There is one scene where the whole thing nearly collapses into a video-game escort mission: Ty outside the car, leading Maddie through a maze of vehicles, calling directions through a space the movie has made less scary by making it too readable. It is excruciating because the film’s better sequences understand panic as spatial betrayal. That scene turns panic into navigation. It plays like a horror game tutorial where the controller batteries are dying.

Still, the core image holds. Passenger has a vicious little admonition: exodus is no guarantee of deliverance. Running from one life does not make the next one holy. The road trip, that great American fantasy of reinvention, becomes an altar with lane markings. Maddie and Ty hit the road because they think the act of leaving means they have escaped the old architecture of obligation, rent, work, marriage timing, family planning and whatever else was waiting for them back home. Then something older, hungrier and more patient finds them anyway. Escape, the film argues at its best, is still a direction. It is never a shield. You can drive away from one life and straight into another magnitude of evil you had not yet imagined, because you have a soul, and the road has an appetite.

Passenger FAQ

When does Passenger come out?

Passenger opens in theaters Friday, May 22, 2026. This is a theatrical-first release from Paramount, positioned as a Memorial Day weekend horror play with a clean hook: van-life romance, roadside death and a demon that travels better than its victims do.

How long is Passenger?

The film runs 1 hour, 34 minutes.

Who’s starring?

The film is led by Lou Llobell as Maddie and Jacob Scipio as Tyler, the couple whose road-life fantasy turns into a curse vehicle. Melissa Leo appears as Diana, with Joseph Lopez also in the cast.

Who made Passenger?

Passenger is directed by André Øvredal, the horror filmmaker behind Trollhunter, The Autopsy of Jane Doe, Scary Stories to Tell in the Dark and The Last Voyage of the Demeter. T.W. Burgess and Zachary Donohue wrote the script, which gives Øvredal a blunt, efficient machine: a couple, a crash, a van and a demonic presence that turns the open road into a haunted house with wheels and a composting toilet.

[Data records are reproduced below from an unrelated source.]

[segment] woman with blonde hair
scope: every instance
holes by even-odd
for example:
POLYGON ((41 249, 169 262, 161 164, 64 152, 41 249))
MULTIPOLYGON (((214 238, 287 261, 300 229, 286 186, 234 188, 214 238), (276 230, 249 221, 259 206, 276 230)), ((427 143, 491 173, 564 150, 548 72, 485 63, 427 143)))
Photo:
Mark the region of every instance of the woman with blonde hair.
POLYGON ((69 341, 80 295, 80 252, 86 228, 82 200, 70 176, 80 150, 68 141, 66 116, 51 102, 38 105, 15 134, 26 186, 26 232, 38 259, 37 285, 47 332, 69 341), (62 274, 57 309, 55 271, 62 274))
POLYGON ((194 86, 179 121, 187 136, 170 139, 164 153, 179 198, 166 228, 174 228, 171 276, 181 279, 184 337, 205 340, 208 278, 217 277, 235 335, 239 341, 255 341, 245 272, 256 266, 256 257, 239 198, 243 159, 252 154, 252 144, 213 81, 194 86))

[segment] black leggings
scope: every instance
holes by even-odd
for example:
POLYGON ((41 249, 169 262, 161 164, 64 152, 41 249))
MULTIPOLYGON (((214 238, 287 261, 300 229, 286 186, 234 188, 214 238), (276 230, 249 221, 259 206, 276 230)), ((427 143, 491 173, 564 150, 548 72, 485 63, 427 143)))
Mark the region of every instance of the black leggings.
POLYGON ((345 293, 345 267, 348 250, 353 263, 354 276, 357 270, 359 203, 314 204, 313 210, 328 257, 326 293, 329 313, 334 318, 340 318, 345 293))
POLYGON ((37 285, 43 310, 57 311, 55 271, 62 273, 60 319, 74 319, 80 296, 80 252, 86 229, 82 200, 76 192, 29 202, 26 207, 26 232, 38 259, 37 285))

What kind of horror movie is it?

Passenger is supernatural road-horror with a haunted-house skeleton and a van-life nightmare grafted on top. Maddie and Tyler witness a fatal highway accident and realize they did not leave the scene alone. From there, the movie turns headlights, hazard lights, parking lots, woods and mobile living itself into a curse path. It sits somewhere between demonic possession movie, highway folklore, jump-scare machine and B-reel horror about the terrible discovery that escape is still just another direction.